The araclean command ships with the [cli] extra (pip install 'araclean[cli]'). This page is generated from the CLI definition itself, so it always matches the installed command; see the command-line guide for task-oriented examples.

araclean normalize

Normalize Arabic text from a file or stdin, writing to a file or stdout.

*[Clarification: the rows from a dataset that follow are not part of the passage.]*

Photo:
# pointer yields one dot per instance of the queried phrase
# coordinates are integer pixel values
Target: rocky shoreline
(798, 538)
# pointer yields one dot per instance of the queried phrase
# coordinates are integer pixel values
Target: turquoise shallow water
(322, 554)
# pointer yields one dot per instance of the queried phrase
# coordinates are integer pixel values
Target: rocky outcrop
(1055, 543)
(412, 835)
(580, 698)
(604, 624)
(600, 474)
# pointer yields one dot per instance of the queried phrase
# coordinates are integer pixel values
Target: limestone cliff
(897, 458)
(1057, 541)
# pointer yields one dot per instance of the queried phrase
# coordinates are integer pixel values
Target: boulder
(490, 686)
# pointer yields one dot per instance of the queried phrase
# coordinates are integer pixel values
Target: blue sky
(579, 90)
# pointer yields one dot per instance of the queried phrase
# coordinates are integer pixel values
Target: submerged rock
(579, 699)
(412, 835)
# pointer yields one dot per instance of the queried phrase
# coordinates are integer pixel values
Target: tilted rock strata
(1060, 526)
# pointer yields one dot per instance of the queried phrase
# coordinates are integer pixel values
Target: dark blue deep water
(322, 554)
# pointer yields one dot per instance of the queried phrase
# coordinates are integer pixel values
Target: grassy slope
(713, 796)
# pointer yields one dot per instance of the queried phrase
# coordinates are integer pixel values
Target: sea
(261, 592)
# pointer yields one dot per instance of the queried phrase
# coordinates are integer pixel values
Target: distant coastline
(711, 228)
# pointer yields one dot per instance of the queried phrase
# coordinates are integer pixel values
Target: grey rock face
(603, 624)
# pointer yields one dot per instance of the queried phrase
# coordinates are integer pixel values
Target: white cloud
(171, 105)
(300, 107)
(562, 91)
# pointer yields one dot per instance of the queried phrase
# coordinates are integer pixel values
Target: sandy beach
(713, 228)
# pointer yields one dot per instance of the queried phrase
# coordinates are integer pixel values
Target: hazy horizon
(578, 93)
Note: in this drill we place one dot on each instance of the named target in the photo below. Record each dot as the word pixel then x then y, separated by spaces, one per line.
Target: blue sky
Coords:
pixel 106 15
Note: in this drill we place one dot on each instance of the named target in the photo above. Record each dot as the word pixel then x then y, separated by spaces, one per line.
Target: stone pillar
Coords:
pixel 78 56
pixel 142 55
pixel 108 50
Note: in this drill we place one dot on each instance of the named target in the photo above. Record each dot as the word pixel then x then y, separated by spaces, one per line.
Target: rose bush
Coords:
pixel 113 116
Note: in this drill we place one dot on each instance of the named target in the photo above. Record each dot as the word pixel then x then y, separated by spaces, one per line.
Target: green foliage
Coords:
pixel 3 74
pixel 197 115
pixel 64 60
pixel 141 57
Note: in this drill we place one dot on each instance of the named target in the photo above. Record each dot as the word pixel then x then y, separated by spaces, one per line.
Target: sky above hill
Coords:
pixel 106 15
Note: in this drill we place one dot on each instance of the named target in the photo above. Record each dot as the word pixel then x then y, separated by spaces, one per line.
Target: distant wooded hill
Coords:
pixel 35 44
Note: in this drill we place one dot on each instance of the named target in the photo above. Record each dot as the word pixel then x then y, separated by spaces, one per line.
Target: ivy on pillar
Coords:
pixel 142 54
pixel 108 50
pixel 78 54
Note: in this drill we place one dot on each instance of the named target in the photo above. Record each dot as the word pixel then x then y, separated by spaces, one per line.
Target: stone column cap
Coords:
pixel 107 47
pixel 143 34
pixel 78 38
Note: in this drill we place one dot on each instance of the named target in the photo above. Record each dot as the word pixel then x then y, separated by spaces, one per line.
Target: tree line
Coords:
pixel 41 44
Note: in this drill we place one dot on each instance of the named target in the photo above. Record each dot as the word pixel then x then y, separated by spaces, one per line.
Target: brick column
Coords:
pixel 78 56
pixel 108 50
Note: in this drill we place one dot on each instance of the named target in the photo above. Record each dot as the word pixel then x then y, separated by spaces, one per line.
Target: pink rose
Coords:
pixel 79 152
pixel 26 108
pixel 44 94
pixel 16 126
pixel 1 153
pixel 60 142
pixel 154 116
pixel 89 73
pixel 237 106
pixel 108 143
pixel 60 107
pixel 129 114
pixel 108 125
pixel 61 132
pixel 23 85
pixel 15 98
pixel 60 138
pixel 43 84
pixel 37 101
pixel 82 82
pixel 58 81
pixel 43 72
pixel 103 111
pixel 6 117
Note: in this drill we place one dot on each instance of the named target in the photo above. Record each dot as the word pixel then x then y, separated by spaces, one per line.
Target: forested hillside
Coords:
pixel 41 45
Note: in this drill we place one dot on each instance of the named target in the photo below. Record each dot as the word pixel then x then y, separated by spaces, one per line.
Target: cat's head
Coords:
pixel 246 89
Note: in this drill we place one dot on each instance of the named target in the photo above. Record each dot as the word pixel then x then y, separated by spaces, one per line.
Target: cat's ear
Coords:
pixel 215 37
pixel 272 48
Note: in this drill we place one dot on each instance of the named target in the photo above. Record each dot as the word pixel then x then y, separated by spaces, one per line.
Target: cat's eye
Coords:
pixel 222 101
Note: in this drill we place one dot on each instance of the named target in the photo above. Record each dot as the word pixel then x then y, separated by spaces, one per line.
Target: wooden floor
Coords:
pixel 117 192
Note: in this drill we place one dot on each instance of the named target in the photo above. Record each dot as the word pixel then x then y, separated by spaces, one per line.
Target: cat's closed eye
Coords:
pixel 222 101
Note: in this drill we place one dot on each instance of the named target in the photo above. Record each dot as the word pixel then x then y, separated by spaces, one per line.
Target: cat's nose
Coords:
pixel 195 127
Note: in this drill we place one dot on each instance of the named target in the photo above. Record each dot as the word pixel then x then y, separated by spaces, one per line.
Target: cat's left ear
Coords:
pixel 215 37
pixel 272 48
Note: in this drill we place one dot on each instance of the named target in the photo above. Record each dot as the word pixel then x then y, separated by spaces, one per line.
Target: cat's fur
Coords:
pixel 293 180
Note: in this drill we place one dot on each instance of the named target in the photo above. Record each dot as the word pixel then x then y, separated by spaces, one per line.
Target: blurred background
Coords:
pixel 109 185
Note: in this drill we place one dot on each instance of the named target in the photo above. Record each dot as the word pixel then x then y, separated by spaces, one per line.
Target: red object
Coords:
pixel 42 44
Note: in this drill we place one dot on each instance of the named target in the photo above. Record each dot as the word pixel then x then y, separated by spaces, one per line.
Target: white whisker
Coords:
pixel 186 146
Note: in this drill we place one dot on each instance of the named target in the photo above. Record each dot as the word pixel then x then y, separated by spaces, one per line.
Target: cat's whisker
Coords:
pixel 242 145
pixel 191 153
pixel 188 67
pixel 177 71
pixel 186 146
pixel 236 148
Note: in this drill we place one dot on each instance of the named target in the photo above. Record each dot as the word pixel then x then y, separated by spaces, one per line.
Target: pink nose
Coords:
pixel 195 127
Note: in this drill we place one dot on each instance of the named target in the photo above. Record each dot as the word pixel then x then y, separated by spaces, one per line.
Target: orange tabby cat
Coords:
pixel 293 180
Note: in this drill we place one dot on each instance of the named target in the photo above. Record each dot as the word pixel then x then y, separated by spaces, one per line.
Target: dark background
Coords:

araclean normalize [OPTIONS] [INPUT]

Reads UTF-8 text line by line — from INPUT, or stdin when it is omitted or - — and writes each normalized line to stdout (or --output). The pipeline is built once, then the text streams through it, so input larger than memory is fine. Option values are validated before any input is read; an override that does not apply to the chosen profile is rejected, never a silent no-op.

Option Values Default What it does
[INPUT] path Input file; reads stdin if omitted or '-'.
--profile, -p light · search · ml · classical · social light Named profile to apply.
--output, -o path Write to this file instead of stdout.
--jsonl flag false Treat input as JSONL; normalize --field of each record.
--field text text JSON field to normalize in --jsonl mode.
--map-digits / --no-map-digits flag ML: also fold digits to ASCII.
--remove-stopwords / --no-remove-stopwords flag SEARCH: also remove the bundled stopword list (after the folds).
--emoji keep · strip · demojize SOCIAL: keep/strip/demojize.
--elongation-cap integer SOCIAL: max repeated letters kept.
--url-mode delete · placeholder SOCIAL: URL handling.
--url-token text SOCIAL: URL placeholder.
--mention-mode delete · placeholder SOCIAL: @mention handling.
--mention-token text SOCIAL: @mention placeholder.
--hashtag-mode segment · delete · placeholder · keep SOCIAL: segment/delete/placeholder/keep.
--hashtag-token text SOCIAL: #hashtag placeholder.
--teh-marbuta heh · teh · keep SEARCH: fold teh marbuta to heh/teh, or keep.
--tashkeel-classes text SEARCH/ML/SOCIAL: comma-separated mark classes to remove (harakat,tanween,shadda,madda,dagger_alef,quranic).
--collapse-lines / --no-collapse-lines flag Flatten line breaks to spaces, or keep line structure (ADR-0010).

A default means "use the chosen profile's own default for that step".

Exit status

Code Meaning
0 Success.
1 A streaming failure: unreadable input/output, or an invalid --jsonl record (the error names the line number).
2 Invalid options — an unknown profile, knob, or value — or the [cli] extra is not installed. Nothing is read.

Errors go to stderr; normalized text is the only thing written to stdout.